Dangote, in a citation by Forbes, founded and chairs Dangote Cement, the continent’s largest cement producer and the biggest stock on the Nigeria Stock Exchange. He owns nearly 88% of the publicly-traded Dangote Cement through a holding company. It noted that the cement giant produces 44 million metric tonnes annually and plans to increase its output 33% by 2020. Dangote also owns stakes in publiclytraded salt, sugar and flour manufacturing companies.
Dangote, chairman of the Aliko Dangote Foundation, was also ranked by Forbes as the 66th most powerful person on earth, ahead of Mike Pence, US Vice-president in May 2018. In the American business magazine’s 75-person list, Dangote clinched the second position in Africa, trailing President Abdel Fattah el-sisi of Egypt, who was ranked 45th.
Both men were the only Africans on the list. Dangote moved up five places from his 2017 ranking of 71. He was also ranked number 100 among the record 2,208 billionaires in 72 countries across the world in 2018 in a Forbes publication released in March 2018.
In confirmation of his ever-bludgeoning status, Dan- gote was also named as the sixth most charitable man in the world. The philanthropist, who endowed his foundation to the tune of $1.25 billion, was recently recognised and highlighted by Richtopia, a digital periodical that covers business, economics, and financial news, based in the United Kingdom.

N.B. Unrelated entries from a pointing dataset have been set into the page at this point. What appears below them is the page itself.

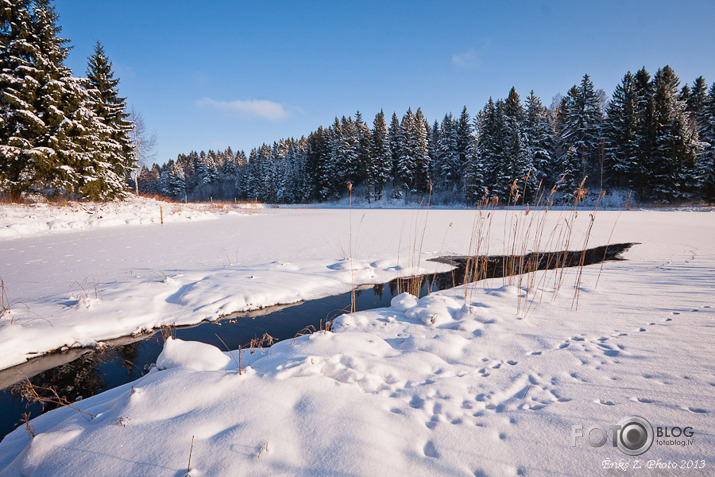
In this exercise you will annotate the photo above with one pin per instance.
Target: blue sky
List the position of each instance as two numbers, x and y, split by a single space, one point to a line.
210 74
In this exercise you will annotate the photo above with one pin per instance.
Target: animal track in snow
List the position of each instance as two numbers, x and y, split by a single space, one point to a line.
605 402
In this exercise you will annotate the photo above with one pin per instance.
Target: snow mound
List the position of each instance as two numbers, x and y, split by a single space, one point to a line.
403 302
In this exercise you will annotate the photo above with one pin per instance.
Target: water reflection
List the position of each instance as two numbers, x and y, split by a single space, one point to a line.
129 358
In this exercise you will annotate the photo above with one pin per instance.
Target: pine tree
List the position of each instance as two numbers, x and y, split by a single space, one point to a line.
20 125
706 160
395 135
540 144
111 109
381 164
621 133
465 139
671 166
581 129
422 157
450 166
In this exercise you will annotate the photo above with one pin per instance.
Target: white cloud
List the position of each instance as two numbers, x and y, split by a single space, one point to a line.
467 58
252 108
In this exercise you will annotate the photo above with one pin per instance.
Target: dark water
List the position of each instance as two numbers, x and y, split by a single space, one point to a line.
95 371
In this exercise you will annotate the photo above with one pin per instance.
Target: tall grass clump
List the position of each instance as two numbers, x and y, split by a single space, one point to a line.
527 235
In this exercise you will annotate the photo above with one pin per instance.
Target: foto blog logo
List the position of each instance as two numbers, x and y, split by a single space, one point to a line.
633 435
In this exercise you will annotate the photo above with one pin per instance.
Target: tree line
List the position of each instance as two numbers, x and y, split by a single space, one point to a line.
60 135
652 138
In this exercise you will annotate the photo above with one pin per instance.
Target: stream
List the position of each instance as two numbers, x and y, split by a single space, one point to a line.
83 372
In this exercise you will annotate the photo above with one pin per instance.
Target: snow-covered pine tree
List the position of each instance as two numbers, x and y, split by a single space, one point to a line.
621 134
540 142
450 165
465 139
173 181
381 164
433 148
395 135
317 157
422 157
105 102
20 125
516 162
363 147
672 164
706 160
407 159
581 129
480 172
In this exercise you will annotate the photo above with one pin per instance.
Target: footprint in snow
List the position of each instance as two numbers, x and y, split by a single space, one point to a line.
605 402
642 400
430 450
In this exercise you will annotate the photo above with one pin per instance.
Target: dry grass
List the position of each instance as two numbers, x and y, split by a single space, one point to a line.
46 395
525 236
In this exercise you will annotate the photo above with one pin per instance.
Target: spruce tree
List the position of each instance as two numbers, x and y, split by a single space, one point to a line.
111 109
671 166
450 167
539 136
395 135
621 133
381 164
20 125
706 160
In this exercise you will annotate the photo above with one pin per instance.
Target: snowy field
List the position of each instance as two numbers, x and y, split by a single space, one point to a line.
457 383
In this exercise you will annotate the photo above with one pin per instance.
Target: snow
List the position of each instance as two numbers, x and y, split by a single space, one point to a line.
454 383
31 220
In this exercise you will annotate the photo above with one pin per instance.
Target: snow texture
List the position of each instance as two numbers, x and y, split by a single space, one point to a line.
455 383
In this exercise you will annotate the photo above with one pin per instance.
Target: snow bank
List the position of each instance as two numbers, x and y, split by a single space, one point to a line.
478 391
92 285
32 220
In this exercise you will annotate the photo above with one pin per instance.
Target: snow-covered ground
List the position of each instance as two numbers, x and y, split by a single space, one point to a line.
31 220
453 384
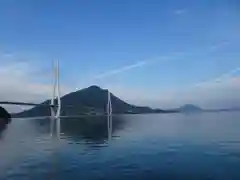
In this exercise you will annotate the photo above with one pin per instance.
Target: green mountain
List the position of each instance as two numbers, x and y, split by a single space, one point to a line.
91 100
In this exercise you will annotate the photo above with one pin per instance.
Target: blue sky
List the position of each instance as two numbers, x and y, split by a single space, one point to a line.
149 46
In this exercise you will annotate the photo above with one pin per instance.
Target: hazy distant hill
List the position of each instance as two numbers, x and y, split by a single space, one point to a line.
190 108
91 100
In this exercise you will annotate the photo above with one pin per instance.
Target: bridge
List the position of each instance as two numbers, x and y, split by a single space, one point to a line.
55 106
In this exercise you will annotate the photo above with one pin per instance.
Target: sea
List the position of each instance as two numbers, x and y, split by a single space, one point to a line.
199 146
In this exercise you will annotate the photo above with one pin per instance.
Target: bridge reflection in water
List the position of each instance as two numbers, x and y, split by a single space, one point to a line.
56 129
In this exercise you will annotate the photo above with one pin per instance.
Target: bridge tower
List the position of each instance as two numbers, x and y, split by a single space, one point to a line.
109 104
56 93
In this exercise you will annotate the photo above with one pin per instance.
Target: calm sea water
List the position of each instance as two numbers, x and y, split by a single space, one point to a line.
163 146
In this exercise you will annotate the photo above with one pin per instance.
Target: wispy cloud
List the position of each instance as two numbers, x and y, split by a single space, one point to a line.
136 65
19 82
180 11
121 70
219 45
223 77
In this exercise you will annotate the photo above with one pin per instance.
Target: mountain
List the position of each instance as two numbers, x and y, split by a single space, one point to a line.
189 108
91 100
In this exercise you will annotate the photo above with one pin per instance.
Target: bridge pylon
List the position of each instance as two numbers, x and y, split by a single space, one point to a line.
56 108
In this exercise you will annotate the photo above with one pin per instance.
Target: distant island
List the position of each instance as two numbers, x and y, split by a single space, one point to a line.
89 101
93 100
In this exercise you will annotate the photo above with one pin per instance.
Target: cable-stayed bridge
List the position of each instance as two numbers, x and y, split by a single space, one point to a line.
55 103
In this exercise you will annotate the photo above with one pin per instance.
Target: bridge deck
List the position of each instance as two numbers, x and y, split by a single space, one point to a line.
26 104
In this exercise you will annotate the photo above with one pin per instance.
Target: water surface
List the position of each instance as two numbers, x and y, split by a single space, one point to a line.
156 146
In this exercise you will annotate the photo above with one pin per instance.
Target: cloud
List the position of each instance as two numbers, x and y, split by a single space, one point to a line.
19 82
219 79
135 65
219 45
180 11
121 70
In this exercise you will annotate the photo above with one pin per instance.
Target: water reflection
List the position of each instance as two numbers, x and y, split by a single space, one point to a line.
91 129
3 126
109 118
85 129
55 127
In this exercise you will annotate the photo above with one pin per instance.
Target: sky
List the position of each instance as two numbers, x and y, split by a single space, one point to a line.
148 52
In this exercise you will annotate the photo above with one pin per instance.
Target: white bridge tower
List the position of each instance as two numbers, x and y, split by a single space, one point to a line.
56 108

He was quoted to have once said that, beyond being known as Africa’s richest man, he would also like to be known as the continent’s biggest philanthropist. He started the Aliko Dangote Foundation in 1981, with a mission to enhance opportunities for social change through strategic investments that improve health and wellbeing, promote quality education, and broaden economic empowerment opportunities.